ShortList: Pubs play a big role in the movie – what do you both prefer, a British pub, or an American bar?
Matthew McConaughey: "I’m not a beer drinker so I like an American bar with a neon light and a great cocktail."
Hugh Grant: "I love a pub. I can’t go past a pub without popping in. I don’t like all this craft beer bollocks – it’s disgusting. When they say ‘We’ve got a local pale ale’ I say ‘Stick it up your arse'. I like old-fashioned bitter. Fuller’s do a good one – London Pride."
ShortList: Matthew – your character has a pickled egg with a beer at the start of The Gentlemen. Is that therefore something you wouldn’t have in real life?
Matthew McConaughey: "No I had two yesterday. Hugh had half."
ShortList: So you like a pickled egg?
Matthew McConaughey: "I don’t mind a pickled egg. I don’t wake up in the morning searching for one."
ShortList: A scene also plays out at a football match in the film. Matthew – you’re launching a team in Austin soon – how do you think Texans will respond to proper football?
Matthew McConaughey: "I think they’ll respond. You’ve got a team in Dallas and you’ve got a team in Houston. Youth soccer’s very strong in America. Austin in particular I think is going to respond with flying colours because we’re now an international destination.
"We’ve always been a university town, we’re the fastest growing city in the nation and there’s a large migration from cities all over the U.S. and internationally. A lot of those people didn’t go to school where I went to school at the University of Texas.
"They don’t have a team. We will be the only city where our only professional team is a soccer team, so I think Austin’s just ripe to have a soccer team. Or as you call it, a proper football team."
ShortList: The Gentlemen features a cruel joke at the expense of my hometown, Croydon. Have either of you been to Croydon?
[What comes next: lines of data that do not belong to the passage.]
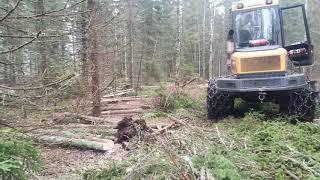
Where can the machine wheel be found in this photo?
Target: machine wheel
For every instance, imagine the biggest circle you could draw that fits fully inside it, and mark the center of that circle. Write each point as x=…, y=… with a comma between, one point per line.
x=300, y=103
x=219, y=104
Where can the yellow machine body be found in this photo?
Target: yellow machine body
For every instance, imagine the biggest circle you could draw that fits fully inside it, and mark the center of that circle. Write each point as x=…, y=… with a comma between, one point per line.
x=254, y=62
x=259, y=61
x=253, y=4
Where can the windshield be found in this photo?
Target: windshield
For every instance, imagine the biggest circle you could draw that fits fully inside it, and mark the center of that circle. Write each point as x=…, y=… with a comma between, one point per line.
x=257, y=28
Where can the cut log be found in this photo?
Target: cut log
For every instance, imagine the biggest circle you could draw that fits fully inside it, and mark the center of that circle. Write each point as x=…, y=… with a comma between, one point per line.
x=131, y=111
x=105, y=146
x=124, y=99
x=119, y=93
x=125, y=107
x=67, y=118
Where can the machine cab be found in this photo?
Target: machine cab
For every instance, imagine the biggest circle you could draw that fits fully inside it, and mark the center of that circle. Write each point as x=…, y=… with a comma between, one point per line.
x=265, y=36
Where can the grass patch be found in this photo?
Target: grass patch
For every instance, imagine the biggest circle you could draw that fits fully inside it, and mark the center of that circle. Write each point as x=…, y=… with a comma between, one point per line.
x=18, y=158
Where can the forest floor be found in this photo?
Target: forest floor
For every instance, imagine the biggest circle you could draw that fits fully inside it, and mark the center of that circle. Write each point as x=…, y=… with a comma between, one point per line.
x=183, y=144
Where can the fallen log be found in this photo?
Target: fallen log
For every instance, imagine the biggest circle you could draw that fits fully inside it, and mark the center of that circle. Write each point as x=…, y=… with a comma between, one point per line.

Hugh Grant: "Yes, of course. I’ve gone bowling there. I used to have an agent – a very, very, very small, evil agent – who lived in Croydon and I used to go bowl with him and his children in those terrible shoes that a thousand other people have worn before you."
ShortList: Hugh, what’s your favourite American swear-word, and Matthew, what’s your favourite British curse word?
Matthew McConaughey: Mine’s easy because you don’t even use it that much as a swear word – cu...[you can guess the rest]. That’s a great one – the creativity with which you all use it is wonderful. Because it doesn’t really pass in America – no matter what ‘ly’ you put on the end of it, or what you add to it, those four letters still do not fly."
Hugh Grant: "I love Yiddish when I’ve made films in New York. What a great language that is. To be a schmegegge or a schmuck or a putz. I love them all."
The Gentlemen is released on January 1.